Create an M&A cybersecurity framework
An M&A cybersecurity framework can provide a template for guiding cybersecurity integration.
M&A cybersecurity framework
The framework builds upon the careful consideration given to cybersecurity and privacy matters during the due diligence stage. The findings from the due diligence results lay the foundation for the integration effort.
The cybersecurity framework should focus on four key factors, with the end in mind:
- Enable business goals
- Reduce cyber risks
- Advance cybersecurity program maturity
- Contain business-as-usual (BAU) costs
Consider building on existing and required capabilities across these cybersecurity capabilities:
- Network and infrastructure
- Identity and access management
- Application security
- Security operations
- Endpoint protection
- Data protection
- Insider threats
- Third party risk management
- Training and awareness
- Security compliance
Execute the M&A cybersecurity plan
Your M&A cybersecurity execution plan needs to leverage the M&A cybersecurity playbook and framework with both tactical and strategic actions planned along the M&A journey. Below is an example, although the tasks, duration and sequencing must be tailored to your specific transactions.
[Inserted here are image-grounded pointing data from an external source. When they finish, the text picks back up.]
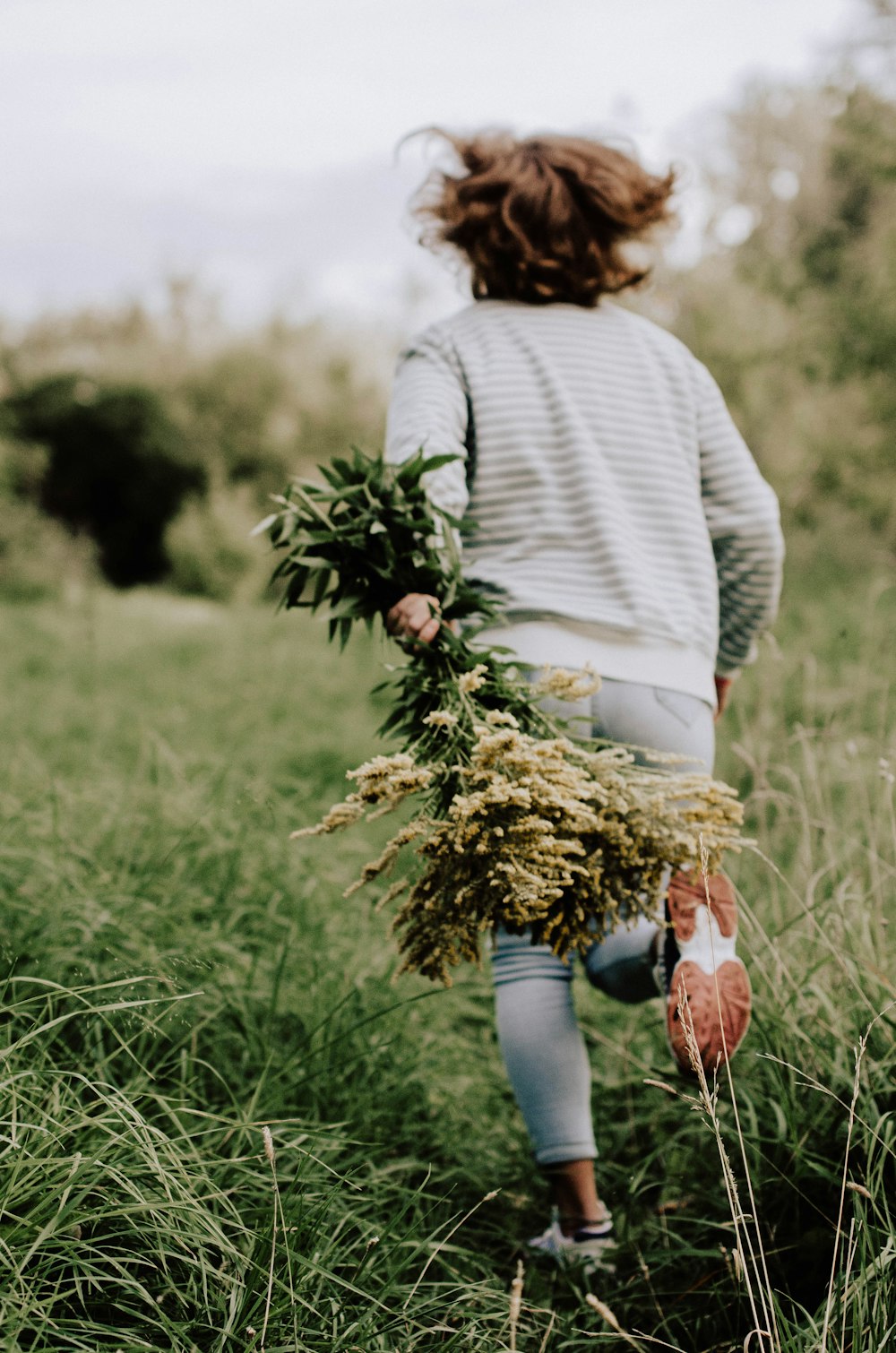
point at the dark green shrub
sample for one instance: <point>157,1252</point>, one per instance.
<point>118,469</point>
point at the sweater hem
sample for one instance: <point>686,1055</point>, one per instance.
<point>609,652</point>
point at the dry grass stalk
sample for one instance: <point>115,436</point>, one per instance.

Sample M&A cybersecurity plan
Tactical actions:
- Specific cybersecurity threat monitoring must begin on day one and continue for at least the first phase of the merger or acquisition.
- The due diligence risk assessment feeds into remediation of the high-risk issues, followed by remediation of the medium-risk and low-risk issues if needed.
- A compromise assessment provides important input for identifying and isolating potential incidents and taking immediate actions to address them.
Strategic actions:
- A comparative analysis of cybersecurity capabilities will inform the cybersecurity consolidation, business solution migration and subsequent support.
- The cybersecurity integration strategy forms an important foundation for integrating cybersecurity policies, processes, and suppliers.
- The target operating model for cybersecurity, once designed and established, will implement a one-team approach in supporting the cybersecurity program going forward with defined performance metrics and control monitoring.
The M&A cybersecurity playbook and framework execution must include change management to ensure that business users are on board and can continue business as usual. Throughout the M&A transaction, your project management and change enablement resources should be fully engaged. Make sure to prepare your team’s skill sets, bench strength and industry expertise in advance. Evaluate and prepare any additional internal and external cybersecurity resources that you will need to call upon during the transactions.
In the crucial period before and after a merger, cybersecurity teams have a unique opportunity to reduce risks and add value to the business. However, they must employ careful planning, precise execution and close consultation with business and IT leaders to ensure a successful cybersecurity integration.